Then we’ve reached one of the doors and the man sets me down and my first instinct is to run, but Veronika grabs my arm and yanks me inside, and it looks like the man is going to follow when a bullet tears into the back of his head.
Veronika tries to drag me down the corridor.
I resist, kicking at her, which unsurprisingly isn’t something she enjoys.
She punches me, then presses the barrel of the gun against my head.
“Do you want me to kill you?”
I’m guessing the question is rhetorical so I don’t bother answering.

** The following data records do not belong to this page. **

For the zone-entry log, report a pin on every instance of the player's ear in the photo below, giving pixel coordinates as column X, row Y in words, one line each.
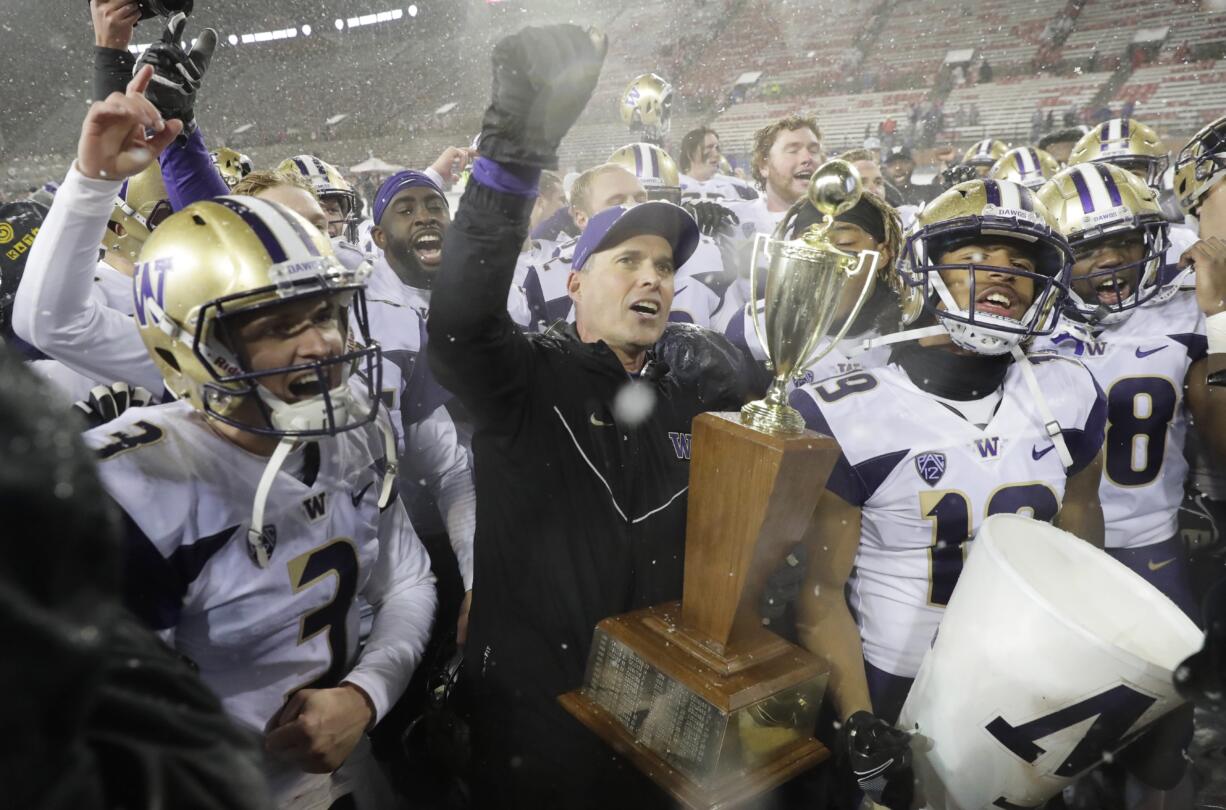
column 574, row 284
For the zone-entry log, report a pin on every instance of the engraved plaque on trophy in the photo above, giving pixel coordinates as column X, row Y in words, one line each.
column 698, row 694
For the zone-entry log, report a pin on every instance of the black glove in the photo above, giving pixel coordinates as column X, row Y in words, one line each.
column 178, row 75
column 879, row 756
column 784, row 586
column 542, row 81
column 711, row 217
column 955, row 174
column 107, row 402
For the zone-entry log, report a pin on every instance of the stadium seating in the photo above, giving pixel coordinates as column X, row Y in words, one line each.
column 348, row 94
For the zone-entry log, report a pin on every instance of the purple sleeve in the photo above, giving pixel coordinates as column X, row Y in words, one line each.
column 189, row 173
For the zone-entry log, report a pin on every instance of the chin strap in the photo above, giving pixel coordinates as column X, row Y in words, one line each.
column 898, row 337
column 256, row 547
column 1050, row 424
column 392, row 466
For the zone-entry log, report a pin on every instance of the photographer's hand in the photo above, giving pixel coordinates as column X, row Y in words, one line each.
column 114, row 22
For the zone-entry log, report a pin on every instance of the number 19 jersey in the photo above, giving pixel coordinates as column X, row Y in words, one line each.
column 925, row 478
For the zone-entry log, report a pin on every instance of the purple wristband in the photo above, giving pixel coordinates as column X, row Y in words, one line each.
column 520, row 180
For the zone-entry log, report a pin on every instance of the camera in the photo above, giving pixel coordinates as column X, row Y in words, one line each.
column 163, row 7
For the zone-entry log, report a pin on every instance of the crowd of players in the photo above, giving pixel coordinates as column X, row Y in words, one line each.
column 277, row 449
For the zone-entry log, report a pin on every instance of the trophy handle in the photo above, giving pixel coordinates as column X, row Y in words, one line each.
column 760, row 246
column 855, row 310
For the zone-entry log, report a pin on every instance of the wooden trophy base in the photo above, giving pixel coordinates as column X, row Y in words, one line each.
column 711, row 728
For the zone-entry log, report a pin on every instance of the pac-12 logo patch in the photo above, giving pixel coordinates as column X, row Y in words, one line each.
column 262, row 545
column 931, row 467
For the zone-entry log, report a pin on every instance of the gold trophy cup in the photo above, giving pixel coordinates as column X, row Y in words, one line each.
column 699, row 695
column 804, row 282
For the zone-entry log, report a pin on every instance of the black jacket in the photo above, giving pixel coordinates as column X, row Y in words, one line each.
column 580, row 515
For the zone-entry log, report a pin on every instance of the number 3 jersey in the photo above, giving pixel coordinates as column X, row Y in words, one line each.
column 1142, row 364
column 256, row 634
column 925, row 478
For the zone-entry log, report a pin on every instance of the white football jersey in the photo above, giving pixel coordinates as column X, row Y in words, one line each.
column 719, row 189
column 1142, row 364
column 925, row 478
column 258, row 635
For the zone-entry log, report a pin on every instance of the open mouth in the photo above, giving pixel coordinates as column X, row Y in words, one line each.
column 1112, row 292
column 646, row 310
column 997, row 300
column 307, row 386
column 428, row 246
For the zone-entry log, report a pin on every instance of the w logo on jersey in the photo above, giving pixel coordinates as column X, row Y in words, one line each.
column 315, row 506
column 988, row 447
column 1091, row 348
column 931, row 467
column 681, row 442
column 148, row 284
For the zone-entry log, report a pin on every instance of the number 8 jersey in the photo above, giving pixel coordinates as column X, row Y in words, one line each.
column 925, row 478
column 1142, row 364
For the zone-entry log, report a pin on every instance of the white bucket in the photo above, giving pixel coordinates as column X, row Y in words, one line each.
column 1051, row 654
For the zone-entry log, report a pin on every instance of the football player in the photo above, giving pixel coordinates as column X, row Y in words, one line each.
column 267, row 473
column 336, row 196
column 1199, row 170
column 983, row 155
column 57, row 309
column 976, row 429
column 785, row 156
column 1145, row 344
column 646, row 107
column 703, row 177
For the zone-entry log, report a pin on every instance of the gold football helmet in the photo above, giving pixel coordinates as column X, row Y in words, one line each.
column 232, row 166
column 1026, row 166
column 647, row 105
column 1124, row 142
column 1200, row 166
column 985, row 153
column 228, row 256
column 330, row 185
column 987, row 211
column 1092, row 202
column 141, row 206
column 655, row 169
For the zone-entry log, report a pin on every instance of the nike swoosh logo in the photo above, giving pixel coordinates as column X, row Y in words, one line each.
column 357, row 496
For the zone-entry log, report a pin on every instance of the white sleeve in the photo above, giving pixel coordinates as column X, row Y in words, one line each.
column 434, row 456
column 54, row 310
column 401, row 591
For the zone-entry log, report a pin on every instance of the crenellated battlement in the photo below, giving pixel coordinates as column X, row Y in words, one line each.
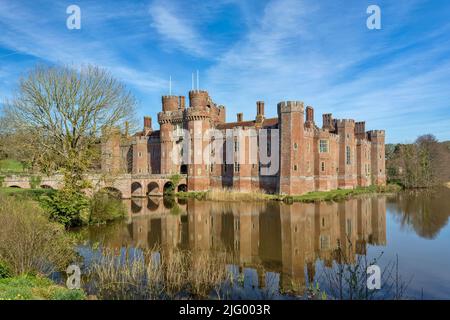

“Move,” she says, pushing me forward.
I move. “Where are we going?”
“Move,” she repeats.
I walk ten paces before I stop.
The barrel of the gun pokes me in the back of the head.
I don’t move. I close my eyes. Hope that at any second my father or one of those men from the helicopters will bust through the door and kill Veronika. Because they’re here now—they’re so close—and the only thing I have to do is wait.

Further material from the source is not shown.